Gaudium myrsinoides
(Schltdl.) Peter G.WilsonShrub to 2.5 m high; bark on smaller stems smooth, shedding in stringy strips. Young stems sometimes with groove near base of petiole. Leaves narrowly obovate, 3–13 mm long, 1–4 mm wide, hairy when young, becoming glabrous at maturity; apex acute, point blunt tending to recurve; margins incurved, occasionally minutely denticulate. Flowers 10–15 mm diam.; hypanthium 3–4 mm long, usually silky on lower half, glabrous on upper, rarely entirely silky, sessile or pedicel to 1 mm long; sepals broadly triangular, c. 0.5 mm long, glabrous on outer surface (but occasionally with ciliate margins or a tuft of hairs at apex), persisting on fruit; petals 4–7 mm long, white or flushed pink; ovary 3–6-locular, apex shortly silky only around base of style and along valve margins.

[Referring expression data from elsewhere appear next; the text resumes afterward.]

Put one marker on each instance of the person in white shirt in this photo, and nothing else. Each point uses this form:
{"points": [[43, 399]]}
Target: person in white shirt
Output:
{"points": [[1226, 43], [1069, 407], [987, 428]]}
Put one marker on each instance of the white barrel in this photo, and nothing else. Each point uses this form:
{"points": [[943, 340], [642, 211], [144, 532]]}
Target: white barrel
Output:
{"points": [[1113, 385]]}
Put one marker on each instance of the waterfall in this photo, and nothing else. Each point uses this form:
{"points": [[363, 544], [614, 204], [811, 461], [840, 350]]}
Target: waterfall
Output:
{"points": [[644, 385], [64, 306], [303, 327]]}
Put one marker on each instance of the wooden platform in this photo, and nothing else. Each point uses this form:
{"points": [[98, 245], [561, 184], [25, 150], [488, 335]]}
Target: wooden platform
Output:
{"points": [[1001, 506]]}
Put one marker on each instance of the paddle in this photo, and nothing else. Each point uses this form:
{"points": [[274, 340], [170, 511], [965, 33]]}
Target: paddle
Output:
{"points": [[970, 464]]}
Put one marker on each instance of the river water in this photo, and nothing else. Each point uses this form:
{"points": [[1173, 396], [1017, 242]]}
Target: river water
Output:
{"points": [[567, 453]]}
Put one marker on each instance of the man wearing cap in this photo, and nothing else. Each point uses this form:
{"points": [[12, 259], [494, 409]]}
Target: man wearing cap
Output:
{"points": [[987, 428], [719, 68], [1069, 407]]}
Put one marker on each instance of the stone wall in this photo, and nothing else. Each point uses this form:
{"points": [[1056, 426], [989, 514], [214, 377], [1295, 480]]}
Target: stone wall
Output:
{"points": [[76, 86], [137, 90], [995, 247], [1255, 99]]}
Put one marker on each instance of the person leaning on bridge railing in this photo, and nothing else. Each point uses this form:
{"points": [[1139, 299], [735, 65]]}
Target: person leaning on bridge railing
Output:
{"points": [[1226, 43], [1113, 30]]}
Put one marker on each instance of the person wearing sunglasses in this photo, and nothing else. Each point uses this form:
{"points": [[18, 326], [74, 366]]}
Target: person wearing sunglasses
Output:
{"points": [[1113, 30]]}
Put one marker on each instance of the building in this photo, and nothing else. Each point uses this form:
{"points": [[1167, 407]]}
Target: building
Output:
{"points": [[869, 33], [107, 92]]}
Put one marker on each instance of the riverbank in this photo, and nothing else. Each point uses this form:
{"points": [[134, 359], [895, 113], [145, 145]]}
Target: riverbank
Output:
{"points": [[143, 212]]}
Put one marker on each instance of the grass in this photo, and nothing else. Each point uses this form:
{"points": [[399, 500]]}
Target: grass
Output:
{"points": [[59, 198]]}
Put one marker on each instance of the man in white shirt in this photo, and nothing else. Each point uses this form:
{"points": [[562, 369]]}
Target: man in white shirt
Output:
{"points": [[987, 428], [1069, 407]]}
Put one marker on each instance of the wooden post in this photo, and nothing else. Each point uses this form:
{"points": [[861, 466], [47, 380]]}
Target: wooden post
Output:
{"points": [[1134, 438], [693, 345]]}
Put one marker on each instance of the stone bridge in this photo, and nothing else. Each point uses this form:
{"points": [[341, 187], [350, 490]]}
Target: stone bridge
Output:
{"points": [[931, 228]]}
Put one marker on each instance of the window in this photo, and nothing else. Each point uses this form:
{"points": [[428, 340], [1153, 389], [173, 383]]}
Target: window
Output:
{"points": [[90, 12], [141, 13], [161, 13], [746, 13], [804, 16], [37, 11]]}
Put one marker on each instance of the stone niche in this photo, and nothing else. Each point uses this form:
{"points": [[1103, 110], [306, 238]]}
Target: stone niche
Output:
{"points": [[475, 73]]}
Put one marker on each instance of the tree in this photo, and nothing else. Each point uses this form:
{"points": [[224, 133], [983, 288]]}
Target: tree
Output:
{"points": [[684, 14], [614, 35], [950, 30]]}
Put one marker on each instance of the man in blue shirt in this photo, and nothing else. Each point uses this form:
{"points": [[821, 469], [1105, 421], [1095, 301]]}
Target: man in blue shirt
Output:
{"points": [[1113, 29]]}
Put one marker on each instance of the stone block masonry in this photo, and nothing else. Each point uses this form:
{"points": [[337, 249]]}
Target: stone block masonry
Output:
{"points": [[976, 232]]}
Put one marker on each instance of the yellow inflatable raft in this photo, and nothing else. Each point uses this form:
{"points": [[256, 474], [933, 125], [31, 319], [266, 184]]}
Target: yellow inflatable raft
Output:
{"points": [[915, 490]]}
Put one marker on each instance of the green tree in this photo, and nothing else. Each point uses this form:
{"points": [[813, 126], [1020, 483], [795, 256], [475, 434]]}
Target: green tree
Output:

Fruit deciduous (though sometimes tardily so), broadly hemispherical, 4–6 mm diam., surface glabrous and wrinkled or silky to sparsely silky; seeds c. 1.5 mm long, often with loose cells along margins, with a reticulate surface pattern. Flowers Aug.–Dec.
LoM, MuM, Wim, GleP, Brid, VVP, VRiv, GipP, OtP, WaP, Gold, CVU, GGr, DunT, EGL, EGU, WPro, HSF, HNF, OtR, Strz. Also SA, NSW. Grows in sandy areas of mallee-heath, heathy woodland and near-coastal heathland.